También unos días antes, Érika me avisó que se había puesto en contacto con ella Miriam Bascopé Aspiazu, hermana de René, y que la familia quería conocerme. Hizo una cita y, después de algunas complicaciones, nos fuimos el lunes de mi llegada a cenar a su casa, con los cinco hermanos de René. (Uno más, Julio, murió en un accidente unos meses antes de René.)
Fue una cena agradable, hecha con platos tradicionales bolivianos. Contamos anécdotas y me enteré de muchas cosas que no sabía, y ellos de algunas que habían pasado en México. Por desgracia no se me ocurrió tomar fotos sino hasta después, cuando nos fuimos a seguirla a casa de Ángel, el hermano inmediatamente menor de René. (René era el mayor de todos.)
A Ángel lo conocí en México por los días en que René tuvo el accidente que lo mataría un mes después.
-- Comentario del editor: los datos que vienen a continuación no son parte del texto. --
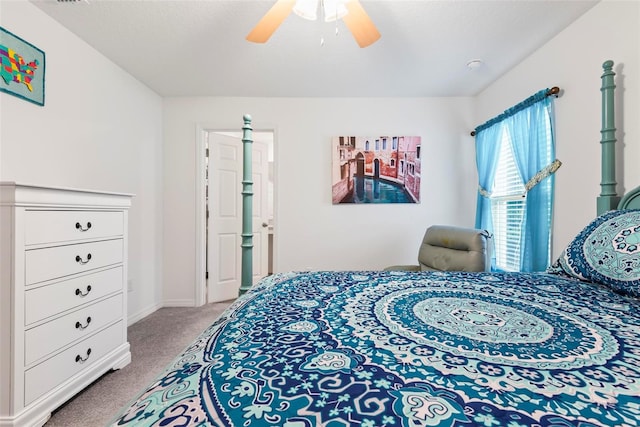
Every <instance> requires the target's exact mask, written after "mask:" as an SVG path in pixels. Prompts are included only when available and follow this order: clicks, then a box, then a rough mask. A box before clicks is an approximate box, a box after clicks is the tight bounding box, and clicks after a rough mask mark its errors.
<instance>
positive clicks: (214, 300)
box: [207, 133, 269, 302]
mask: <svg viewBox="0 0 640 427" xmlns="http://www.w3.org/2000/svg"><path fill="white" fill-rule="evenodd" d="M242 157H243V154H242V140H241V139H240V138H235V137H231V136H226V135H222V134H217V133H209V177H208V183H209V185H208V192H209V194H208V205H209V219H208V253H207V271H208V280H207V301H208V302H216V301H226V300H230V299H234V298H236V297H237V296H238V291H239V289H240V284H241V279H242V273H241V268H242V248H241V246H240V245H241V243H242V236H241V233H242V173H243V170H242V164H243V162H242ZM252 159H253V162H252V163H253V165H252V173H253V178H252V179H253V182H254V184H253V193H254V194H253V233H254V235H253V282H254V283H255V282H256V281H257V280H259V279H260V278H262V277H264V276H266V275H267V270H268V260H269V249H268V228H267V226H266V224H267V223H268V179H269V176H268V160H269V159H268V147H267V145H266V144H264V143H256V142H254V143H253V144H252ZM263 224H264V226H263Z"/></svg>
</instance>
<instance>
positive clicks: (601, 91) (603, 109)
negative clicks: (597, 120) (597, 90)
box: [597, 61, 620, 215]
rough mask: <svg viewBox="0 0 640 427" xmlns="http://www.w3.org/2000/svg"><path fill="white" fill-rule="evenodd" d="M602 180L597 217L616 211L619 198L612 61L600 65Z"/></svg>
mask: <svg viewBox="0 0 640 427" xmlns="http://www.w3.org/2000/svg"><path fill="white" fill-rule="evenodd" d="M602 68H603V69H604V72H603V73H602V88H601V89H600V91H601V92H602V130H601V131H600V132H601V134H602V136H601V138H602V139H601V140H600V144H601V145H602V180H601V182H600V197H598V201H597V209H598V215H600V214H602V213H604V212H607V211H610V210H612V209H616V207H617V206H618V202H620V197H618V194H617V193H616V151H615V149H616V125H615V111H614V97H613V94H614V90H615V88H616V85H615V83H614V80H613V77H614V76H615V75H616V73H615V72H613V61H606V62H605V63H604V64H602Z"/></svg>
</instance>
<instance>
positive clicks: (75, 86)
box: [0, 0, 162, 320]
mask: <svg viewBox="0 0 640 427" xmlns="http://www.w3.org/2000/svg"><path fill="white" fill-rule="evenodd" d="M0 24H1V25H2V27H4V28H6V29H7V30H9V31H11V32H12V33H14V34H16V35H17V36H19V37H21V38H23V39H25V40H27V41H28V42H30V43H32V44H33V45H35V46H37V47H38V48H40V49H42V50H43V51H44V52H45V55H46V76H45V78H46V89H45V90H46V93H45V106H44V107H40V106H37V105H35V104H32V103H29V102H26V101H24V100H21V99H19V98H16V97H13V96H11V95H9V94H6V93H1V94H0V108H1V111H0V124H1V130H0V180H3V181H16V182H21V183H28V184H38V185H46V186H61V187H74V188H86V189H96V190H104V191H115V192H123V193H135V198H134V199H133V205H132V208H131V211H130V216H129V218H130V219H129V231H130V241H129V260H130V263H129V278H130V280H131V281H132V286H133V292H129V315H130V316H131V320H136V319H137V318H140V317H143V316H144V315H146V314H148V313H149V312H151V311H154V310H155V309H156V308H157V307H158V306H159V304H160V303H161V298H162V295H161V291H162V287H161V283H162V271H161V267H160V261H161V247H162V227H161V224H162V221H161V218H162V169H161V167H162V134H161V132H162V99H161V98H160V97H159V96H158V95H156V94H155V93H154V92H152V91H151V90H150V89H148V88H147V87H146V86H144V85H143V84H141V83H140V82H139V81H137V80H135V79H134V78H132V77H131V76H130V75H129V74H127V73H126V72H124V71H123V70H122V69H120V68H119V67H117V66H116V65H114V64H113V63H112V62H110V61H109V60H107V59H106V58H104V57H103V56H102V55H101V54H99V53H98V52H97V51H95V50H94V49H93V48H91V47H90V46H88V45H87V44H86V43H85V42H83V41H81V40H80V39H79V38H77V37H76V36H75V35H73V34H72V33H71V32H69V31H68V30H67V29H65V28H64V27H62V26H61V25H59V24H58V23H57V22H56V21H54V20H53V19H52V18H50V17H49V16H47V15H46V14H44V13H43V12H41V11H40V9H38V8H37V7H35V6H34V5H32V4H31V3H29V2H27V1H25V0H18V1H9V2H7V1H0Z"/></svg>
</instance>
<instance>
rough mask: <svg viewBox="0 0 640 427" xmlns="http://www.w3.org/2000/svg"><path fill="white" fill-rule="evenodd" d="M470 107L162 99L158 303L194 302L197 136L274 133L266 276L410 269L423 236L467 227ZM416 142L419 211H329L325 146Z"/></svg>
mask: <svg viewBox="0 0 640 427" xmlns="http://www.w3.org/2000/svg"><path fill="white" fill-rule="evenodd" d="M472 102H473V100H472V99H471V98H394V99H380V98H376V99H373V98H339V99H334V98H276V99H273V98H269V99H266V98H168V99H165V102H164V153H165V161H164V169H165V177H166V179H165V185H164V196H165V209H164V221H165V227H164V238H165V242H167V244H166V245H165V253H164V280H165V282H164V283H165V288H164V296H165V301H168V302H169V303H172V302H173V303H175V304H178V305H183V304H186V303H187V302H188V301H193V300H194V298H195V297H194V290H193V286H192V284H193V283H194V282H195V275H196V272H195V261H194V260H195V250H196V249H195V246H196V245H195V221H194V219H195V211H194V206H195V198H196V194H195V180H196V153H195V147H196V138H197V136H196V129H197V126H198V125H202V126H206V127H207V128H213V129H216V128H218V129H224V130H228V129H240V128H241V127H242V116H243V114H246V113H248V114H251V115H252V116H253V120H254V121H253V127H254V129H255V130H263V129H264V130H266V129H273V130H275V142H274V147H275V236H276V237H275V256H276V258H275V265H274V268H275V271H288V270H300V269H313V270H316V269H331V270H336V269H338V270H344V269H349V270H352V269H381V268H382V267H384V266H386V265H392V264H398V263H414V262H415V261H416V256H417V248H418V245H419V242H420V240H421V239H422V235H423V234H424V230H425V228H426V227H427V226H428V225H430V224H434V223H446V224H457V225H463V226H472V225H473V221H474V215H475V189H476V186H477V176H476V171H475V157H474V156H475V154H474V146H473V139H472V138H471V137H470V136H469V131H470V130H471V129H472V128H473V126H474V125H475V123H474V119H473V115H472ZM379 134H385V135H397V134H405V135H419V136H421V137H422V153H424V154H423V165H422V188H421V198H422V201H421V203H420V204H417V205H367V206H363V205H332V203H331V184H332V182H331V137H332V136H335V135H379Z"/></svg>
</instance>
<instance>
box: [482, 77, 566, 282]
mask: <svg viewBox="0 0 640 427" xmlns="http://www.w3.org/2000/svg"><path fill="white" fill-rule="evenodd" d="M548 92H549V89H544V90H541V91H539V92H538V93H536V94H534V95H533V96H531V97H529V98H527V99H526V100H524V101H523V102H521V103H519V104H517V105H515V106H514V107H512V108H510V109H508V110H506V111H505V112H504V113H502V114H500V115H499V116H497V117H494V118H493V119H491V120H489V121H487V122H486V123H484V124H482V125H480V126H478V127H477V128H476V129H475V132H476V164H477V167H478V180H479V188H478V201H477V208H476V222H475V226H476V228H482V229H487V230H489V231H490V232H493V223H492V218H491V200H490V199H489V194H488V192H490V191H491V188H492V187H493V181H494V177H495V171H496V168H497V163H498V153H499V150H500V144H501V140H502V136H503V135H502V132H508V136H509V138H507V139H508V140H509V141H511V144H512V149H513V153H514V158H515V161H516V165H517V167H518V169H519V173H520V176H521V178H522V182H523V183H525V187H527V200H526V207H525V213H524V219H523V224H522V230H521V241H520V248H521V250H520V271H525V272H530V271H544V270H545V269H546V268H547V267H548V266H549V263H550V257H551V250H550V248H551V242H550V238H551V233H550V230H551V219H552V209H553V191H554V175H553V173H554V172H555V170H556V169H557V168H558V167H559V165H560V162H558V161H555V162H554V159H555V135H554V125H555V123H554V121H553V120H554V113H553V97H551V96H548V95H547V94H548ZM547 125H549V126H550V132H551V135H550V136H551V138H550V146H549V144H548V143H547V142H548V141H549V140H548V139H547V134H546V132H547ZM482 193H484V195H483V194H482ZM492 264H493V265H492V268H493V269H495V259H494V260H492Z"/></svg>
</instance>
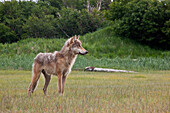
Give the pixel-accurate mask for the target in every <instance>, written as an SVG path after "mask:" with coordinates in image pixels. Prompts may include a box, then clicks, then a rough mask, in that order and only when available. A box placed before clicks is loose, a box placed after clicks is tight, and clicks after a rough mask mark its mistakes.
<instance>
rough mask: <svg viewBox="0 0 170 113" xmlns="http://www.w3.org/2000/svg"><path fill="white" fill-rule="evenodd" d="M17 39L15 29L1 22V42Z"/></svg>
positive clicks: (0, 32) (1, 42) (0, 39)
mask: <svg viewBox="0 0 170 113" xmlns="http://www.w3.org/2000/svg"><path fill="white" fill-rule="evenodd" d="M16 40H17V36H16V34H15V32H14V31H11V30H10V28H9V27H8V26H6V25H4V24H3V23H0V42H1V43H11V42H14V41H16Z"/></svg>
Allá estudió anestesiología y cuidados intensivos. (Sí, fue el amigo que me dijo que el trabajo de un anestesiólogo no es hacer que la gente se duerma, sino que se despierte, como hice constar hace unos posts.) Con algunos compañeros de El día le enviamos algunas medicinas y bolsas de colostomía, a través de Ángel, y el día en que René murió nos llamó, llegó al periódico y estuvimos platicando y platicando.
Ángel tiene una colección impresionante de discos de jazz, digamos unos mil, de todo y de lo mejor. En la foto, estoy en mi Vaio --que, aunque apenas se nota, es verde-- sacando... uh... copias de respaldo de algunos discos. Entre otros, tenía Encounters, de Coleman Hawkins con Ben Webster, que dejé en México, en acetato. Y platicamos y platicamos hasta las dos de la mañana, de cosas alegres, de cosas tristes, de cosas a secas.
Y luego le seguimos; tengo algunas cosas que hacer
4 comentarios:
Feliz cumpleaños voladooooor!
Me alegra que hayas encontrado a alguien a quien le guste el Jazz tanto como a vos.
saludos
Cuentele a Aldebaran lo del Club Dumas del jazz y como, segun regla impuesta por usted, no se puede ser miembro si no se tienen al menos 500 discos de jazz del bueno. Yo le contare como es que, segun regla mia, no se puede salir del club a menos que se tengan 3000 cedes, vinilos y cintas no se vale, de jazz... je!
¿Club Dumas del Jazz? ¿500 discos? Eso es para apasionados, definitivamente.